AMATEURISME À TOUS LES ÉTAGES !
Aujourd’hui, un agriculteur de Verfeil, Dominique Rougeau, rare cultivateur de pivoines en France à concurrencer la production hollandaise, apprend que le concessionnaire a pris la décision surprenante de modifier le tracé initial en décaissant à 6 m de profondeur en amont de sa propriété, pour encastrer l’autoroute au beau milieu de ses champs de fleurs.
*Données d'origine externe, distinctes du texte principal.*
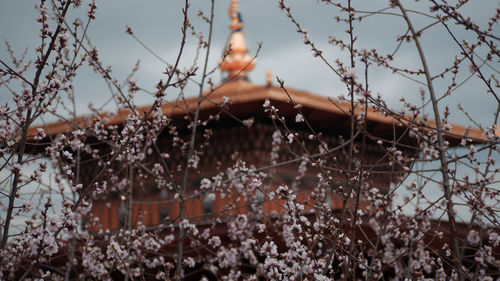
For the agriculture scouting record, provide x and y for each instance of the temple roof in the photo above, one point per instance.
(246, 99)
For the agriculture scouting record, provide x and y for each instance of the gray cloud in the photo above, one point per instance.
(157, 23)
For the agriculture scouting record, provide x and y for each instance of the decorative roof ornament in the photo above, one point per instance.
(236, 60)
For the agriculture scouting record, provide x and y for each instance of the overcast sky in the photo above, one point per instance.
(157, 23)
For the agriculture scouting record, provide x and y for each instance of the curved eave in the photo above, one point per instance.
(242, 93)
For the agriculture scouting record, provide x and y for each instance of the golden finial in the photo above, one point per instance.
(233, 14)
(236, 62)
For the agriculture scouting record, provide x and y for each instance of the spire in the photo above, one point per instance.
(237, 61)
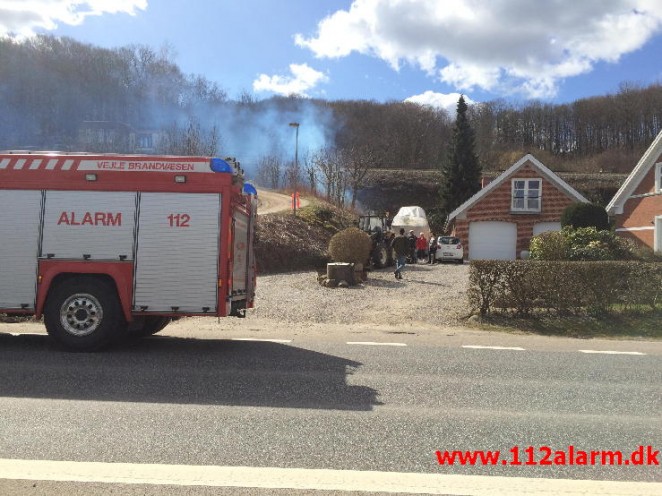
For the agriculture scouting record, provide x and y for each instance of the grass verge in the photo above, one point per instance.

Pourquoi avoir décidé de faire passer l’autoroute dans ce déblai monumental ? Pour Dominique Rougeau, c’est clair : après le couac des carrières mystérieusement annulées, NGE a l’intention d’extraire sur les terres de l’agriculteur les matériaux de remblai indispensables à la réalisation de l’autoroute. La terre ainsi prélevée permettrait de surélever l’autoroute dans les zones inondables de l’itinéraire. Problème : cette "optimisation" du tracé entre en contradiction avec le cahier des charges formalisé par le Dossier des Engagements de l’État en 2020, lequel ne mentionnait aucun déblai sur les terres de Dominique Rougeau (voir bas de page).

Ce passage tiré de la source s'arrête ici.